The process by which nitric oxide causes blood vessel relaxation and dilation is somewhat complicated. It goes something like this: The puff of nitric oxide that's released from the endothelial cells of the blood vessels goes directly to the red blood cells (RBCs) where the nitric oxide molecules become attached to hemoglobin (Hb). The nitric oxide remains attached to the hemoglobin as assessments are made regarding how much oxygen is available to the body for its cellular needs.
Low oxygen levels cause more nitric oxide to be released from the hemoglobin. Higher oxygen levels cause hemoglobin to retain a higher percentage of nitric oxide. That makes good sense. When oxygen is low, nitric oxide causes blood vessels to dilate and deliver more blood to the tissues to increase the amount of oxygen getting to the cells. Incidentally, as cells take in available oxygen, most of it goes to intracellular mitochondria. There are thousands of mitochondrial organelles in the cytoplasm of each cell. The mitochondria make the energy that's required by every cell.
Back to our nitric oxide molecule travels. As nitric oxide is released by the hemoglobin, it emerges from the RBC after combining with the amino acid "cysteine" to form S-nitrosothial. In this form, nitric oxide will not be reattached by the hemoglobin as it travels through RBC cytoplasm. The nitric oxide is ushered out of the cell by specific proteins attached to the RBC membrane. It then enters the blood serum and the endothelial cells where the molecules are stored as nitric oxide. When it's time for the blood vessel to dilate, the nitric oxide goes to the smooth muscles in the blood vessel walls and causes the muscles to relax. This relaxation allows the blood vessels to dilate and pass more blood at a lowered blood pressure.
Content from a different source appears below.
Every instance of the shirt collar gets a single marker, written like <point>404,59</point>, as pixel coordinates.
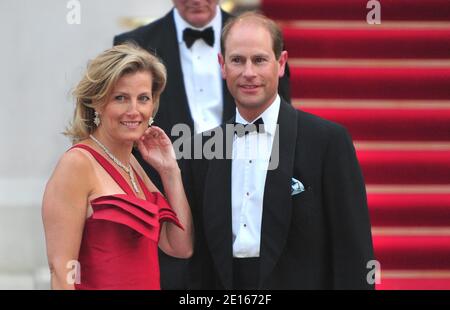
<point>181,24</point>
<point>269,116</point>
What does all this have to do with obesity? It was recently discovered that our paranasal sinuses produce a lot of nitric oxide. When nitric oxide is inhaled through the nasal airway, it gets into the lungs and increases the amount of oxygen that gets into the blood that is circulating through the lungs. The clearer the nasal passages, the more nitric oxide will be inhaled into the lung tissue. Hence, the more efficiently the oxygen will be absorbed via the lungs into the body vasculature, which then delivers the oxygen to all body cells.
Obesity often causes sleep apnea and snoring, which indicates a blockage of nasal airways. The nitric oxide delivery to the lungs then is reduced, as is oxygen absorbed through the lungs. Lowered oxygen levels in the body signal that the tissues need more blood to supply the oxygen. The physiological response is to raise the blood pressure to increase blood flow and improve oxygen supplies to tissues. Hence, high blood pressure occurs because nitric oxide isn't getting into the lungs effectively.
Hopefully, the passing of Reggie White will wake others up to a lesser-known but potentially deadly side effect of obesity.